The report states that there are more TB cases in Kenya than previously estimated, with a TB prevalence of 558 per 100,000 people.
TB was found to be higher in men between the ages of 25 and 34 years, urban dwellers, and women over the age of 65.
The majority (83 percent) of TB cases were HIV negative, suggesting that broad efforts at controlling TB in people with and without HIV are needed.
“For a long time, the estimates that we have used to accurately determine the burden of tuberculosis has been provided by the World Health Organization,” said Masini. “And this has been derived from the data we get from hospital records. We have always suspected that there could be a huge number of patients in the community that go untreated and undiagnosed and, therefore, fuel the transmission of the disease.”
Now, with the findings, he said the government and various stakeholders can deal with the disease effectively.
“Now we are not groping in the dark,” he said. “We know how much disease there is in this country. Secondly, we know that 40 percent of disease that occurs in this country remains undetected and untreated, and then we have a pretty good idea where people who are undetected, who are called missing TB cases, are.”
Masini said this information will help with planning. “We can … have strategic plans that really target people at most risk, people who are missed. And so we are able to find them and provide them with treatment.”
The United States Agency for International Development (USAID) and the U.S. Department of Health and Human Services’ Centers for Disease Control and Prevention (CDC) provided technical and scientific support to the government of Kenya in the design and implementation of the survey and $575,000 in funding to conduct it.
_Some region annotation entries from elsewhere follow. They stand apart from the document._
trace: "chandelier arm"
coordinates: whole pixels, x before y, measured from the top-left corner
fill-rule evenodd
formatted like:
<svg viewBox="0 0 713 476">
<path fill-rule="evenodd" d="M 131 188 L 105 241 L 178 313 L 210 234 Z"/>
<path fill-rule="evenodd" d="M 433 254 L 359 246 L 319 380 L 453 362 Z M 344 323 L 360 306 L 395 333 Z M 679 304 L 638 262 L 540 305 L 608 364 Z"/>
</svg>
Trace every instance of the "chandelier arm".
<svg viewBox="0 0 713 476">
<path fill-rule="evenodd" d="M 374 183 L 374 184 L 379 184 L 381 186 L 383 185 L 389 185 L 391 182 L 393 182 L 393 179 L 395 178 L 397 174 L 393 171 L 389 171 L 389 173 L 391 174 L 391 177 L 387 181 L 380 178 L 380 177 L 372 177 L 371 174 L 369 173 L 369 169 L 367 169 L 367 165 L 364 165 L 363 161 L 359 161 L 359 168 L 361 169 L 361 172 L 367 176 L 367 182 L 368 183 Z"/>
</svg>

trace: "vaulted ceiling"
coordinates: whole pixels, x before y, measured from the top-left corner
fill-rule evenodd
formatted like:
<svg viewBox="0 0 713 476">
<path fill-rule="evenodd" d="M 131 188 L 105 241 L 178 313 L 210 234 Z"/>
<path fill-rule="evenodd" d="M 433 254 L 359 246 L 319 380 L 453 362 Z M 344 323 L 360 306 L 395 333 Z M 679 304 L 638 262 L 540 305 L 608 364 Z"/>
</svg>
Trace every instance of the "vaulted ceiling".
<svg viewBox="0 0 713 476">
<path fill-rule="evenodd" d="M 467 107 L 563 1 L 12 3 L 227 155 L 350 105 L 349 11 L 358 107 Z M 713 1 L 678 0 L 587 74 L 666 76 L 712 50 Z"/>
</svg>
According to Kenya’s National Tuberculosis, Leprosy and Lung Disease Program, the major factor responsible for the large TB disease burden is the concurrent HIV epidemic.
Other contributing factors include poverty and social deprivation that have led to a mushrooming of peri-urban slums between cities and the countryside, and limited access to general health care services.
The survey findings also reveal that the current practice of screening for TB symptoms and using microscopy as the only test misses many cases. Using GeneXpert, an innovative technology for the diagnosis of TB, has led to the detection of 78 percent of TB cases among those screened, making it a more reliable and efficient test.
A statement from the Cabinet secretary of Health, Dr. Cleopa Mailu, said in part “the government was committed to making TB diagnostics accessible” by expanding “the use of Chest X-rays to screen all persons presumed to have TB and make GeneXpert the first diagnostic test for all presumed TB cases.”
The government also said that it would increase engagement with the private sector, carry out targeted approaches through community-based action, and improve community awareness of TB symptoms in an effort to make TB everyone’s business.